GDB needs registers and the thread's stack memory, so it can
unwind the stack, and needs to be tought about the register layout
in those ".reg" sections, as that layout differs between machines,
ABIs, and core file formats.
> warning: "/home/danny/src/gdb/gdb/arm/gdb/examples/Ce042809-01.kdmp": no
> core file handler recognizes format, using default
You need to fix this. Look at i386-cygwin-tdep.c, and do something
similar in arm-wince-tdep.c. You'll need to register a new sniffer
in _initialize_arm_wince_tdep (probably for bfd_target_unknown_flavour
or for a new minidump flavour you've added?), the sniffer callback can be
the current `arm_wince_osabi_sniffer' function, but you'll need to
tweak it to return GDB_OSABI_WINCE for your bfd.
Then, in arm_wince_init_abi, you need to register a
callback with set_gdbarch_regset_from_core_section that
extracts the registers from .reg sections.

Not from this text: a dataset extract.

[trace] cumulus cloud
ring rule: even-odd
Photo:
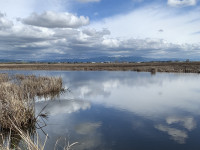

> I see code that creates ".reg", ".crash", ".data" sections.
> Where can I find documentation for that ?
Docs, who needs stinking docs ?!!!1 :-) I don't know where
these things are documented, I just look at src/gdb/corelow.c
to see what GDB expects.
> Are these the things I need to do ?
Yes. In your case, it will be one '.reg/TID' section per thread. The
thread that was current at the time of the crash gets a literal ".reg"
section, that lives at the same offset as its corresponding ".reg/TID"
section. Best look at the sections of a core file on your linux box
to see what I mean (objdump -h core). You can borrow bits
from bfd/elf.c:_bfd_elfcore_make_pseudosection for this.
".crash" isn't used by GDB, it seems specific to cisco cores. It doesn't
matter the name of the section that contains data (only the
section flags count), but ".data" is fine.
I (re-)suggest to also add a ".module" section, containing the
list of loaded dlls, and their load addresses, and then to
copy the bits from i386-cygwin-tdep.c to arm-wince-tdep.c that
parse that section --- start with this bit:
set_gdbarch_core_xfer_shared_libraries
(gdbarch, windows_core_xfer_shared_libraries);
It looks to me that this ends sharing significant chunks of code
between arm-wince-tdep.c and i386-cygwin-tdep.c, so we
could move those bits of shared code to windows-tdep.c.